In questo modo, forse, si potrebbe frenare quella tendenza, sempre più forte, di malcontento dei cittadini verso le imprese, che vorrebbero – basti pensare a Taranto, per dirne una – vedere chiuse.

Certo, anche perché non ha senso pensare di chiudere le aziende per salvare l’ambiente, altrimenti salviamo l’ambiente e uccidiamo le città, la loro economia e, in un quadro di visione più ampio, l’economia del Paese. Tra la popolazione sta crescendo sempre di più un sentimento anti-industriale e la politica ha la necessità e l’obbligo di intervenire, altrimenti si rischia la degenerazione del fenomeno, proprio come sta accadendo a Taranto. Tra l’altro bisogna ricordare che lavorare nell’industria nutrendo un sentimento di malcontento impatta negativamente proprio sulla produttività. Si tratta di realtà dove bisogna intervenire quanto prima affinché lo scontro fra ambiente e industria non si acutizzi ulteriormente e porti a conseguenze irreversibili.

La sfida dell’inquinamento dell’aria è un tema che sta dominando il dibattito pubblico. Quanto è importante una maggiore collaborazione fra soggetti pubblici e privati?
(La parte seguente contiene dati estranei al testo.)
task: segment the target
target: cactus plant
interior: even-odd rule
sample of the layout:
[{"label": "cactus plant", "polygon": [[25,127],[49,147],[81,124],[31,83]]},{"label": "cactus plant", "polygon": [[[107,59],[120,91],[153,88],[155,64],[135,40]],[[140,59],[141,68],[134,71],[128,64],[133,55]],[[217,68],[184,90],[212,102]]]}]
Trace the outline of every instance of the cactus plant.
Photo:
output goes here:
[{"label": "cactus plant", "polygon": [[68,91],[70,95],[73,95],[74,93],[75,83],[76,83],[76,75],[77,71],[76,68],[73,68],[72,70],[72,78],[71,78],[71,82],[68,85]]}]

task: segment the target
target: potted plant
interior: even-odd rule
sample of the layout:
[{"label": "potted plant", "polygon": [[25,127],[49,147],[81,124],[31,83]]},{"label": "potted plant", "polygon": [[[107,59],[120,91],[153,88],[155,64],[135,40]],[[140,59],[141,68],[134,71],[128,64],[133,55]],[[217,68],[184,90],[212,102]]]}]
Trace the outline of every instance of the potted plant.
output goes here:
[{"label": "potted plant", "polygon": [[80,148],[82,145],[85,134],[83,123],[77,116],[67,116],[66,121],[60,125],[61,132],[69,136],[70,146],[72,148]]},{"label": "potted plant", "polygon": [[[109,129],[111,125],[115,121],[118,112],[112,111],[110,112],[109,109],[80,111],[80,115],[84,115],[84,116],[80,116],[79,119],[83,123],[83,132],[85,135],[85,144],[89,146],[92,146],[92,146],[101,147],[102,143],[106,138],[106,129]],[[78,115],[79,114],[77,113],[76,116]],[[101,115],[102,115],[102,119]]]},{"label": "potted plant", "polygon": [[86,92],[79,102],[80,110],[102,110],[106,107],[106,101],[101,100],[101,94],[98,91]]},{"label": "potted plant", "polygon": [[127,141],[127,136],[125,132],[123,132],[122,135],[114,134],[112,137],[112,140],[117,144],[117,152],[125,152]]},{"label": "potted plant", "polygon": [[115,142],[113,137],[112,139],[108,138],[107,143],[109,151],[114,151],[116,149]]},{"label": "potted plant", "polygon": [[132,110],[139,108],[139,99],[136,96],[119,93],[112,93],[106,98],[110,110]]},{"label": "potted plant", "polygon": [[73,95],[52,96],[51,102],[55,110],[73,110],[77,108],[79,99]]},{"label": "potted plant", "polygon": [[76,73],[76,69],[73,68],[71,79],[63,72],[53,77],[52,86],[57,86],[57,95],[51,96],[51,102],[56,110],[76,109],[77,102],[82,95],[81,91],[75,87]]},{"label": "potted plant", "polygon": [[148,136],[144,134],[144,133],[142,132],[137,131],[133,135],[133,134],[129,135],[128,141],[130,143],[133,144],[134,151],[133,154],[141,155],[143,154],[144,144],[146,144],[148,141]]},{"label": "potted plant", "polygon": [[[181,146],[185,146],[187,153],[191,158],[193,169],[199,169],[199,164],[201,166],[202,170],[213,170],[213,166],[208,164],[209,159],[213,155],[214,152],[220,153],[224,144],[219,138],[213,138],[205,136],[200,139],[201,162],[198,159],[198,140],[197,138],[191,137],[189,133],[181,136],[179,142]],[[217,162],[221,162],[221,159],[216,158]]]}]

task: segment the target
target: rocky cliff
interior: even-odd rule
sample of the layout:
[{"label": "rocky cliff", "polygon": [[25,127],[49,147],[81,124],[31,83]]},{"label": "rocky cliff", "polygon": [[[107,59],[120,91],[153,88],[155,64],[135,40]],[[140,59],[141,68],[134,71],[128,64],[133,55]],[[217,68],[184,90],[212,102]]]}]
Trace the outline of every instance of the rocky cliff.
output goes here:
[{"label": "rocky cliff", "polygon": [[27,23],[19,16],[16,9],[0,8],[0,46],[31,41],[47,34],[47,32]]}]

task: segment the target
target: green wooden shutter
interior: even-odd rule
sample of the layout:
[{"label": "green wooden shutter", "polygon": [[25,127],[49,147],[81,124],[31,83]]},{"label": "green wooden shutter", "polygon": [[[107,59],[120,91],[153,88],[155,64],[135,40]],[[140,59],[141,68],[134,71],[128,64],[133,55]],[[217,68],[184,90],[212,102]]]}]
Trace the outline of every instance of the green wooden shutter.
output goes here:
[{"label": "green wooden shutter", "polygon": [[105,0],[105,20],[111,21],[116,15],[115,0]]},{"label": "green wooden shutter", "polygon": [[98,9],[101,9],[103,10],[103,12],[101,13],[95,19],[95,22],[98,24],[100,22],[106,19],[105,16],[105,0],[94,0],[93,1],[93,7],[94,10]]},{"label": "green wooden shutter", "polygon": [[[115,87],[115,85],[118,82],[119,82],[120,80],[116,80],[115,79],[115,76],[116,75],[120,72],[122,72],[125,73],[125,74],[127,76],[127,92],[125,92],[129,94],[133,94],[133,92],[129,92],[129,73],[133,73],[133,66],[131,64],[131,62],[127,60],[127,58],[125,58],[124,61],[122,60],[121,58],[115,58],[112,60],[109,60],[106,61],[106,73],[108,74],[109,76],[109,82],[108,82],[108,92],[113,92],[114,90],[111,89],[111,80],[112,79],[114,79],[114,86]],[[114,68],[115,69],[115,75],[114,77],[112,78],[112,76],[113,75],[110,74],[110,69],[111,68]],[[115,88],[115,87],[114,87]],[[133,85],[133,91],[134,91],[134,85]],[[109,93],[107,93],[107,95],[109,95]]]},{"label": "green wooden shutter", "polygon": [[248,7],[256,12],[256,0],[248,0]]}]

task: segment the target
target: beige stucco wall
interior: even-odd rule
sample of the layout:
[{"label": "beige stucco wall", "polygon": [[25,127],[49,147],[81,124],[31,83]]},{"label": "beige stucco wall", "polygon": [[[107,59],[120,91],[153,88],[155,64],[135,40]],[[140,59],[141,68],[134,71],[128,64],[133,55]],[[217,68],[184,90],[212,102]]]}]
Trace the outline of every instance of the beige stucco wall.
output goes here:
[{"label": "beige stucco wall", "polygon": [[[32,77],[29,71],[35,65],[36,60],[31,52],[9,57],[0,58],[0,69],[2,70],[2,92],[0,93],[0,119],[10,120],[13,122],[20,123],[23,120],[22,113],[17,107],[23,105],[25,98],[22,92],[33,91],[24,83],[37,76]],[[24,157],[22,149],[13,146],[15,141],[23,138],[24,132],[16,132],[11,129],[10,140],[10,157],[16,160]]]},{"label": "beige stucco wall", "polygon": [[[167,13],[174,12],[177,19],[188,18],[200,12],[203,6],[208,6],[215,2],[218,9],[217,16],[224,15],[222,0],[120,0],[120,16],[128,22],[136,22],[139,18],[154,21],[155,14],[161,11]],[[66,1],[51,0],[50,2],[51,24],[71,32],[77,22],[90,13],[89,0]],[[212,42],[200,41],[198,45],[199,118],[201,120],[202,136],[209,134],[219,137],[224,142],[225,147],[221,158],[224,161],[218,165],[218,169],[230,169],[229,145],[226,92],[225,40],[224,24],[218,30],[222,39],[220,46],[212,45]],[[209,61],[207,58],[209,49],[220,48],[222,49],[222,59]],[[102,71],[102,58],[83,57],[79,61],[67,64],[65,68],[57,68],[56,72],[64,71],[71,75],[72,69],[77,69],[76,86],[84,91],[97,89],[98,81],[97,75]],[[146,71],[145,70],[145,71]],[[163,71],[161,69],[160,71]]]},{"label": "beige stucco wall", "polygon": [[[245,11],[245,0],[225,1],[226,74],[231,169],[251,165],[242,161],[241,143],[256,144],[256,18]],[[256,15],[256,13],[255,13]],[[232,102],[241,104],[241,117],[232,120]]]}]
Importantissima, dal mio punto di vista. Una maggiore collaborazione fra pubblico e privato può canalizzare gli sforzi nella stessa direzione. Bisogna chiamare all’appello le aziende interessate al fenomeno che fanno ricerca, le associazioni ambientali, le multinazionali dell’industria e il pubblico per non lasciare i territori soli ad affrontare una questione che va affrontata, invece, in maniera congiunta.

Qualche giorno fa, ad esempio, Enel e Novartis hanno proposto, in occasione dell’assemblea Anci, una piattaforma condivisa che agevoli, appunto, la collaborazione PPP (partenariato pubblico-privato). Che ne pensa?

È un’ottima idea. Ci vorrebbero più iniziative come questa, anzi. Se riusciamo a salvaguardare l’ambiente senza affossare l’industria, sicuramente saranno contenti tutti. Cittadini in primis.